Situation VI – Pisces 4 is a signature work by an artist who helped shape the discourse around painting during the late 1960s and 1970s. Gilliam’s Drapes, including Situation VI – Pisces 4, proved that post-painterly abstraction was, in his hands, still evolving by blurring the boundaries between painting, sculpture, and performance.
To create the all-over abstraction, Gilliam poured acrylic paint mixed with a surfactant onto polypropylene fabric. He then bended, folded, or bunched the fabric as he worked, thereby producing a densely colored painting that resists understanding of the process of its creation. Indexical marks referring to Gilliam’s initial pouring are effaced or transformed by his manipulation of the support. The pools, streaks, and smears seem to have emerged from some kind of alchemy.
With the Drapes, Gilliam also overturned the notion of painting as a mostly flat object hanging on a vertical surface. Instead, Drapes are hung suspended from the wall folded or bunched, sometimes spilling onto the floor. Many of Gilliam’s Drapes, including Situation VI – Pisces 4, do not have one set way in which they are to be installed. Instead each time one is displayed, the final shape is the result of a performative act by the artist or a curator, with an almost infinite variety of configurations possible.
About the artist:
Sam Gilliam was born in 1933 in Tupelo, Mississippi. He holds a BA and an MFA, both from the University of Louisville in Kentucky. Renowned for his abstract artworks, Gilliam is among the foremost American painters working today. Gilliam and his Washington Color School cohorts (Morris Louis, Kenneth Noland, Alma Thomas, Howard Mehring and Thomas Downing), experimented with various brushless and free-pour painting techniques. These artists eschewed absolute technical and authorial control in favor of the creative potentialities of improvisation and chance.

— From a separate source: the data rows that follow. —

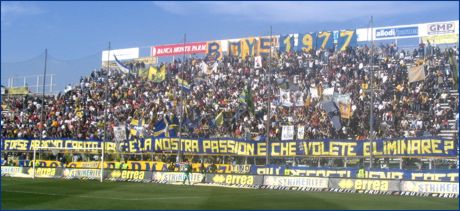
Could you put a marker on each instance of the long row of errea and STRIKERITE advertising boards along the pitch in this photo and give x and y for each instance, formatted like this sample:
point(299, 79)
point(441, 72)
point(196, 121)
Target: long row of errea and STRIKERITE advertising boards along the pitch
point(369, 186)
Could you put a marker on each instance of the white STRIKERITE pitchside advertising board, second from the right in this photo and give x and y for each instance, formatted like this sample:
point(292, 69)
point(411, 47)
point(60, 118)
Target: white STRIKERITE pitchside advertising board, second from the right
point(304, 182)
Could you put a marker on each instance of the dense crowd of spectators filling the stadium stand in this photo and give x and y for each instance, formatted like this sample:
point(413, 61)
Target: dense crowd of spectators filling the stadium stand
point(108, 98)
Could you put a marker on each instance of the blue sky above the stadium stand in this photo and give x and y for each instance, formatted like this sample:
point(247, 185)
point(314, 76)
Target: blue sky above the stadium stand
point(74, 30)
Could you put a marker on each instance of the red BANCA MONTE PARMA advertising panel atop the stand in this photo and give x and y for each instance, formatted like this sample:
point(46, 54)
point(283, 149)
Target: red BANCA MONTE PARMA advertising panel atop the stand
point(178, 49)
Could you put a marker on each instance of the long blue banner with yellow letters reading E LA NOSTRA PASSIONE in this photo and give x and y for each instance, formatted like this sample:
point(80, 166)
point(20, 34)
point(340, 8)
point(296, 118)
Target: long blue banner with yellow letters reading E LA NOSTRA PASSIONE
point(403, 147)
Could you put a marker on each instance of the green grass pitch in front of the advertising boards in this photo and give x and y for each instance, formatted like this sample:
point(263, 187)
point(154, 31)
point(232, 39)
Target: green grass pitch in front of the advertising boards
point(24, 193)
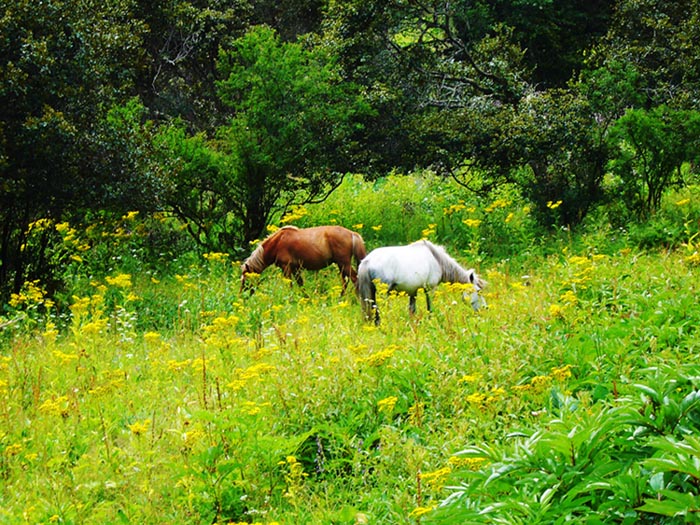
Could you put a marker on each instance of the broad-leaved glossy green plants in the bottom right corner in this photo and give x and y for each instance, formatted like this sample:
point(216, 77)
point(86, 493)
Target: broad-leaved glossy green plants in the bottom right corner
point(631, 460)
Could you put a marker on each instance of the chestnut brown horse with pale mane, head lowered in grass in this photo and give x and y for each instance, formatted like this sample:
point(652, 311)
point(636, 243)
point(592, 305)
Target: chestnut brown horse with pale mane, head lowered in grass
point(294, 249)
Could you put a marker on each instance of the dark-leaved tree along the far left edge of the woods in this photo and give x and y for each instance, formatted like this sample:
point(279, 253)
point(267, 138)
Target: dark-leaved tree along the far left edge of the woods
point(62, 66)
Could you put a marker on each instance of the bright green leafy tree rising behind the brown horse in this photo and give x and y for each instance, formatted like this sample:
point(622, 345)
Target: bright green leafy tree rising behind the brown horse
point(289, 140)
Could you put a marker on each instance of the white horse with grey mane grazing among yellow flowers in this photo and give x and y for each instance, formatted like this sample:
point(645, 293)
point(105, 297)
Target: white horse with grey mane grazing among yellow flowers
point(408, 269)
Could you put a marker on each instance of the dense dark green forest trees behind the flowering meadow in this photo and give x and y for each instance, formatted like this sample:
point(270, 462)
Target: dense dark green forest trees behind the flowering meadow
point(226, 114)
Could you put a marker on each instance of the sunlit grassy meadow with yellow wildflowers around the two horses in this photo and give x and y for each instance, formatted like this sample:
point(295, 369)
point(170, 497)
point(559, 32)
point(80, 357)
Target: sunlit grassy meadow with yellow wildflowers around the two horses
point(170, 397)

While being a black man, a black father, and a black artist in America are important identities for Gilliam, he famously rejects the notion that race should serve as the lens through which the aesthetic and critical reception of his work is judged. He, and artists like David Hammons and the late Barkley L. Hendricks, have bemoaned the fact that American artists of African descent are still expected to explain the impact of their race and ethnicity on their work. Gilliam’s love of modern architecture, film adaptations of ocean adventure narratives, and the southern Appalachian landscape, as well as his memories of traveling in Europe and Asia during his stint in the U.S. Army, and hearing jazz in now-lost clubs in Washington, D.C., inform the material audacity of his artistic process.